Gladys Barnetche: Un día de siesta

La tarde ardía de calor; el sol era una bola de fuego enviando sus rayos mortíferos sobre la tierra.
Todos dormían la siesta, todos menos ella, una chiquilla de nueve años.
Su cabello cobrizo lo llevaba en dos trenzas un poco desgreñadas, sus ojos eran de un azul oscuro sombreado de largas pestañas, su naricilla respingona lucía dos pelones, recuerdo de una caída reciente.
Su boquita de labios rosas apenas entonaba una canción de cuna mientras sus brazos mecían una muñeca de trapo. Estaba de pie bajo el corredor, descalza sobre los ladrillos aún húmedos de la baldeada matutina, solo vestía un pantaloncillo corto, desflecado, recuerdo de que alguna vez fue largo.

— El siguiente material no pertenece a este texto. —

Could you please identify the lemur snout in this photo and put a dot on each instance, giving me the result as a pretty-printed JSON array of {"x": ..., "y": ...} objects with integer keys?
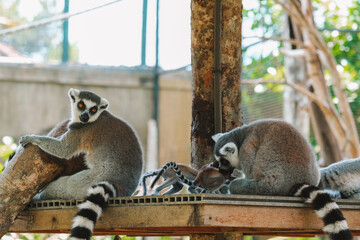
[{"x": 84, "y": 117}]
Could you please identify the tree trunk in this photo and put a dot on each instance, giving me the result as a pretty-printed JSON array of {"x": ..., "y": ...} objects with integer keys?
[
  {"x": 202, "y": 55},
  {"x": 28, "y": 172},
  {"x": 231, "y": 64},
  {"x": 294, "y": 101}
]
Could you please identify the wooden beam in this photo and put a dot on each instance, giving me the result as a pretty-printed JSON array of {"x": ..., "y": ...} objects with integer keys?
[{"x": 188, "y": 215}]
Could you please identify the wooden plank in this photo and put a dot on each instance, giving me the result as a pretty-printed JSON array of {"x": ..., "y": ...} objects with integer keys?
[{"x": 189, "y": 215}]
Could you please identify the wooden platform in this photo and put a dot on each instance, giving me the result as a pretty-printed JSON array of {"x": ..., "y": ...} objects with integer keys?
[{"x": 188, "y": 214}]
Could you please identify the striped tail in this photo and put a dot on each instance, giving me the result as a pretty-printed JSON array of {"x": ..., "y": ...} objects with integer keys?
[
  {"x": 326, "y": 209},
  {"x": 90, "y": 210},
  {"x": 143, "y": 180}
]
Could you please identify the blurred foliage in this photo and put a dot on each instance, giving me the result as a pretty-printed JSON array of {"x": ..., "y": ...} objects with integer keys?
[
  {"x": 339, "y": 25},
  {"x": 43, "y": 43}
]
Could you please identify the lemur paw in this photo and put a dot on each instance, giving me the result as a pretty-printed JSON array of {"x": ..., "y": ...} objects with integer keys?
[{"x": 28, "y": 139}]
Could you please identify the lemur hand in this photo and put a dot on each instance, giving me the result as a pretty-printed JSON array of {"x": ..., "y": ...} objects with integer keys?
[{"x": 28, "y": 139}]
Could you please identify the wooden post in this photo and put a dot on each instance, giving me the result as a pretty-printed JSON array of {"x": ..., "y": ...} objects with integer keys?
[{"x": 202, "y": 54}]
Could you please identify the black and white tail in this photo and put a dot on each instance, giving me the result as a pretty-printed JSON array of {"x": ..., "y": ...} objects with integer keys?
[
  {"x": 90, "y": 210},
  {"x": 177, "y": 171},
  {"x": 327, "y": 210},
  {"x": 144, "y": 177}
]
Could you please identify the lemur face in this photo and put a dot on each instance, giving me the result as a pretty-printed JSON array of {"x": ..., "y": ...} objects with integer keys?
[
  {"x": 86, "y": 106},
  {"x": 226, "y": 153}
]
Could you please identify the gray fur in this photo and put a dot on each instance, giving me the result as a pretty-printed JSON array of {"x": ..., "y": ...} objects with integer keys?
[
  {"x": 343, "y": 176},
  {"x": 272, "y": 154},
  {"x": 113, "y": 151}
]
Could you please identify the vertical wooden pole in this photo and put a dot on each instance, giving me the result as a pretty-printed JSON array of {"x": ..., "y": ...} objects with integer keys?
[
  {"x": 202, "y": 56},
  {"x": 231, "y": 64}
]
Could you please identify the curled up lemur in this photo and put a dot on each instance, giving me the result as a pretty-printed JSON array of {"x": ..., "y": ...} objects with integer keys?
[
  {"x": 112, "y": 153},
  {"x": 277, "y": 160},
  {"x": 206, "y": 179}
]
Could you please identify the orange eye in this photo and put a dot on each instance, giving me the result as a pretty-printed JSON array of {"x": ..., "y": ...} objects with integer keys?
[{"x": 81, "y": 105}]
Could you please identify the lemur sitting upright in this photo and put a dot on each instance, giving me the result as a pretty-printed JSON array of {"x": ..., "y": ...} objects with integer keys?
[
  {"x": 112, "y": 152},
  {"x": 277, "y": 160}
]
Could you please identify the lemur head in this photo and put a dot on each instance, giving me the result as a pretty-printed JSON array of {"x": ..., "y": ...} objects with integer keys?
[
  {"x": 86, "y": 106},
  {"x": 226, "y": 153}
]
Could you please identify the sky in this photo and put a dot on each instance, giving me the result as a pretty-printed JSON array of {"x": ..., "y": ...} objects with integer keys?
[{"x": 112, "y": 35}]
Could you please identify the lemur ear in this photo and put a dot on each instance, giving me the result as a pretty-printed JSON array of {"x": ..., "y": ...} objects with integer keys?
[
  {"x": 216, "y": 137},
  {"x": 73, "y": 93},
  {"x": 228, "y": 148},
  {"x": 104, "y": 104}
]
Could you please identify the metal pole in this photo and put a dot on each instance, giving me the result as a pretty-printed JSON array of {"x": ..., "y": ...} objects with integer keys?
[
  {"x": 143, "y": 33},
  {"x": 65, "y": 53},
  {"x": 156, "y": 68},
  {"x": 217, "y": 67}
]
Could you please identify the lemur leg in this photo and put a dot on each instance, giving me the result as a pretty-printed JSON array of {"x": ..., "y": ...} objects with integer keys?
[
  {"x": 67, "y": 187},
  {"x": 54, "y": 146},
  {"x": 176, "y": 187}
]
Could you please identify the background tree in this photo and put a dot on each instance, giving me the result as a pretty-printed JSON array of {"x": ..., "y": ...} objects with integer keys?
[{"x": 338, "y": 109}]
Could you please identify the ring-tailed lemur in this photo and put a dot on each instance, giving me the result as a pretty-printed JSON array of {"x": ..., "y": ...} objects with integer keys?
[
  {"x": 343, "y": 176},
  {"x": 112, "y": 154},
  {"x": 170, "y": 179},
  {"x": 206, "y": 179},
  {"x": 275, "y": 159}
]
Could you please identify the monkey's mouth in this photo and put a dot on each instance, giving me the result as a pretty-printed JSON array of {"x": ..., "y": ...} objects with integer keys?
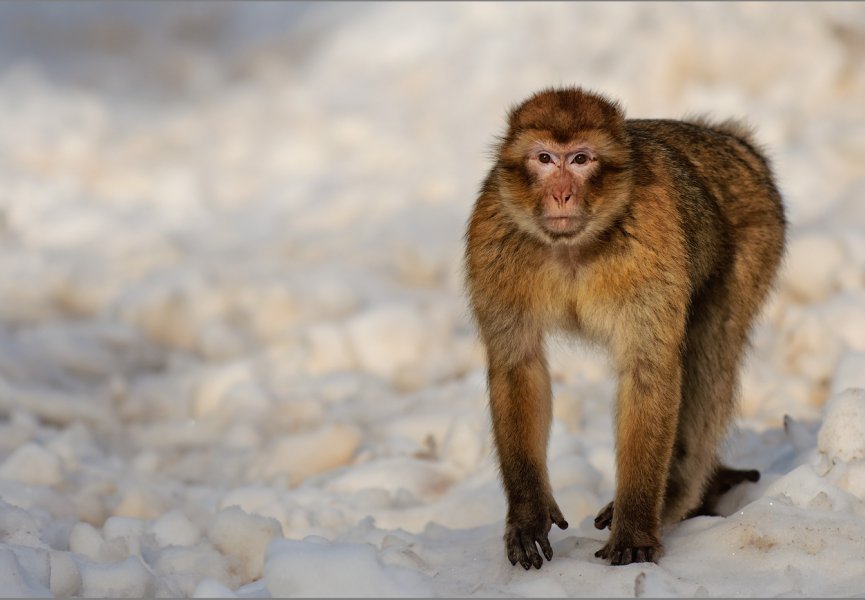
[{"x": 561, "y": 226}]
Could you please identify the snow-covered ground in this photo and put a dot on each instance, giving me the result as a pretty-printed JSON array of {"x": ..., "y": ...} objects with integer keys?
[{"x": 235, "y": 356}]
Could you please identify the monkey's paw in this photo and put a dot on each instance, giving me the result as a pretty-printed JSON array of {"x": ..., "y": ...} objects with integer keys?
[
  {"x": 528, "y": 526},
  {"x": 625, "y": 554}
]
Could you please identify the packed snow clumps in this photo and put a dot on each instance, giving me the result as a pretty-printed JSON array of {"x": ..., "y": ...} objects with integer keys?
[{"x": 235, "y": 353}]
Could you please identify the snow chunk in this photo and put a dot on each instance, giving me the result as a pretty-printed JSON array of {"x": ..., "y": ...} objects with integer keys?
[
  {"x": 85, "y": 540},
  {"x": 842, "y": 435},
  {"x": 127, "y": 579},
  {"x": 65, "y": 579},
  {"x": 245, "y": 537},
  {"x": 32, "y": 464},
  {"x": 308, "y": 569},
  {"x": 174, "y": 529},
  {"x": 14, "y": 581},
  {"x": 303, "y": 454}
]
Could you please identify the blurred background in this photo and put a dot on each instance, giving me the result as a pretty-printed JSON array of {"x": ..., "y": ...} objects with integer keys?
[{"x": 231, "y": 237}]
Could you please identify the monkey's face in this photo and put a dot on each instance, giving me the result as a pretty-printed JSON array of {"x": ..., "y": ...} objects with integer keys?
[{"x": 564, "y": 174}]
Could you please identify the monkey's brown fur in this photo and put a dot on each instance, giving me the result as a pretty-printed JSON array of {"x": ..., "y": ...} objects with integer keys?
[{"x": 682, "y": 231}]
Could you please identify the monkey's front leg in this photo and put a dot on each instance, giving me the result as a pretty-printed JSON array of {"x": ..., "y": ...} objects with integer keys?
[
  {"x": 647, "y": 411},
  {"x": 521, "y": 406}
]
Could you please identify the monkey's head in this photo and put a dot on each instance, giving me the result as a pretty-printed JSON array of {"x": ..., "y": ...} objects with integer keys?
[{"x": 564, "y": 165}]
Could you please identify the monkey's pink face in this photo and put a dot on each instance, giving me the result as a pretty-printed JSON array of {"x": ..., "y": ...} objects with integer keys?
[{"x": 560, "y": 173}]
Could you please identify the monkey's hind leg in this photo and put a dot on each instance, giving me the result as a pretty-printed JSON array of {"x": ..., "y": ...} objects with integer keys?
[
  {"x": 719, "y": 324},
  {"x": 722, "y": 481}
]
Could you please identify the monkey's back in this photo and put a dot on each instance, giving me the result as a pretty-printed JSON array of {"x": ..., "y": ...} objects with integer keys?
[{"x": 727, "y": 199}]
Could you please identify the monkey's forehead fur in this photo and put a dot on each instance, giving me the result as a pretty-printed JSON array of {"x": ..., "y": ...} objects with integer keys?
[{"x": 566, "y": 112}]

Mientras cantaba muy bajito para no despertar a nadie, su mirada se perdía más allá del portón de salida del patio, querría correr hacia él y salir, pero sabía que no podía.
El gallo rojo también solía sestear, pero apenas sentía el chirrido del portón era rápido como una luz para estar allí, ver quién salía, si era un mayor se ligaba un puntapié, pero si eran los pequeños, estaba pronto a picotearlos y corretearlos hasta hacerlos trepar al viejo ombú.

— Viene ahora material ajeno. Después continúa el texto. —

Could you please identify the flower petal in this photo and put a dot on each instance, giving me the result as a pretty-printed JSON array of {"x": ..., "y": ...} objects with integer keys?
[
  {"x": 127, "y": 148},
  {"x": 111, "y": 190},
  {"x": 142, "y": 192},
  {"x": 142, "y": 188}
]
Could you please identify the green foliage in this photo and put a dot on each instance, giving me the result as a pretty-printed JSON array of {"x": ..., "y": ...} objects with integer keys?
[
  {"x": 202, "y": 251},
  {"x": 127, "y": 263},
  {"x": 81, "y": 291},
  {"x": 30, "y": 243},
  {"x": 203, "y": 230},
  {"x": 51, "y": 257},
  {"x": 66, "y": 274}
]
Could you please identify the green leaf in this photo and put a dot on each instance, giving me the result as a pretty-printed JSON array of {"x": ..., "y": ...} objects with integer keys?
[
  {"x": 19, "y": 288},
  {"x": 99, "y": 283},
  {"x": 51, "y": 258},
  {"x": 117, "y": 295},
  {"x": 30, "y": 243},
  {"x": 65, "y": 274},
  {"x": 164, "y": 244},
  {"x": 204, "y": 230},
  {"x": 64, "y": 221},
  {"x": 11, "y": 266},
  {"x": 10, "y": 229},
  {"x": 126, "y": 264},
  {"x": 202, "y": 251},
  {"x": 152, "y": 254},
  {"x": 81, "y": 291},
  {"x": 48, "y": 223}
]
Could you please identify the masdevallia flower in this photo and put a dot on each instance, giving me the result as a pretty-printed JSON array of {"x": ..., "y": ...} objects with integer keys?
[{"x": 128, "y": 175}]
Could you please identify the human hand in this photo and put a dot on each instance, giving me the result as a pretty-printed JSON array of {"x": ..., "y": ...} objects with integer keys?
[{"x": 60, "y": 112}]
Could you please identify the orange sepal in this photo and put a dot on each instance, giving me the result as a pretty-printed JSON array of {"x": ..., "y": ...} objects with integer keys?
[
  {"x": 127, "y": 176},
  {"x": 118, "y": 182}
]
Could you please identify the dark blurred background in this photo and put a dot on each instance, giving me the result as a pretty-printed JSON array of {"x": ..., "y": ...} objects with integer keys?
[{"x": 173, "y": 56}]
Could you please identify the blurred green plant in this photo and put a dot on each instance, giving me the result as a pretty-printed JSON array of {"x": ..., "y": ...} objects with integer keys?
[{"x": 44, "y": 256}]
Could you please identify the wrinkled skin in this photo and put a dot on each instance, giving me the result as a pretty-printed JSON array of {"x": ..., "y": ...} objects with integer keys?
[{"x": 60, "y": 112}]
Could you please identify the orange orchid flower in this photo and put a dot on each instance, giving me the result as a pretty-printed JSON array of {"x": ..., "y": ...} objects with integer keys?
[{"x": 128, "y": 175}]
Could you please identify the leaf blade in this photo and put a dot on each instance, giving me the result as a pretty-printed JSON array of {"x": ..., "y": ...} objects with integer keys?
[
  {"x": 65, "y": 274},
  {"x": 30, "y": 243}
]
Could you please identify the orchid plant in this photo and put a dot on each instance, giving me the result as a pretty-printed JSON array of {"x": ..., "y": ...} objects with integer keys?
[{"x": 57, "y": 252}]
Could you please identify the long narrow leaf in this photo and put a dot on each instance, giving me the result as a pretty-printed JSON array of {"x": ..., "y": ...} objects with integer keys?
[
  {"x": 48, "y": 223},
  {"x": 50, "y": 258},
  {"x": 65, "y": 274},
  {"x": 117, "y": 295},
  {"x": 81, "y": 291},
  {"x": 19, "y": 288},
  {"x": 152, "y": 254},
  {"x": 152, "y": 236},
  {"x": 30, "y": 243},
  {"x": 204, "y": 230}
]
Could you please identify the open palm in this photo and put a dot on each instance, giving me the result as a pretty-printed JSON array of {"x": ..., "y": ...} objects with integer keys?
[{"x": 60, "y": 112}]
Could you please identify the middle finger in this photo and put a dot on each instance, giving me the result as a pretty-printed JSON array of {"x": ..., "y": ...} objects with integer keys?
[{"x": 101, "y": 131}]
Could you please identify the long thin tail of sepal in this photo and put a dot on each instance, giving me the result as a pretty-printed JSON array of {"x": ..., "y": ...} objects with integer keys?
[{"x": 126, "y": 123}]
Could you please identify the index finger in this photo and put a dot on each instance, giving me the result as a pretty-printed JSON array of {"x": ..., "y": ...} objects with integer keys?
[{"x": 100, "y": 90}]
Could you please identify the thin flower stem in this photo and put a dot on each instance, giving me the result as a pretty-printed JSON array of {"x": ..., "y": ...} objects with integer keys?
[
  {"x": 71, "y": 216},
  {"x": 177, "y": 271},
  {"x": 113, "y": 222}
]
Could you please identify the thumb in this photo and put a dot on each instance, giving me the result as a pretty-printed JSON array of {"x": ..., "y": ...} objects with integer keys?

Pero ella quería salir a pesar de todo, era su hora de completa libertad, sin gritos ni regaños. Sus padres dormían y sus hermanos también, su ansia de libertad era más fuerte que el miedo al gallo rojo.
Muy lenta caminaba, saliendo del corredor a los rayos inclementes del sol, entrecerró los ojos ante el resplandor que la cegaba, y suave, muy suave, caminaba sobre la grava, tratando que ni una de las piedrecillas se moviera de su lugar delatando su presencia.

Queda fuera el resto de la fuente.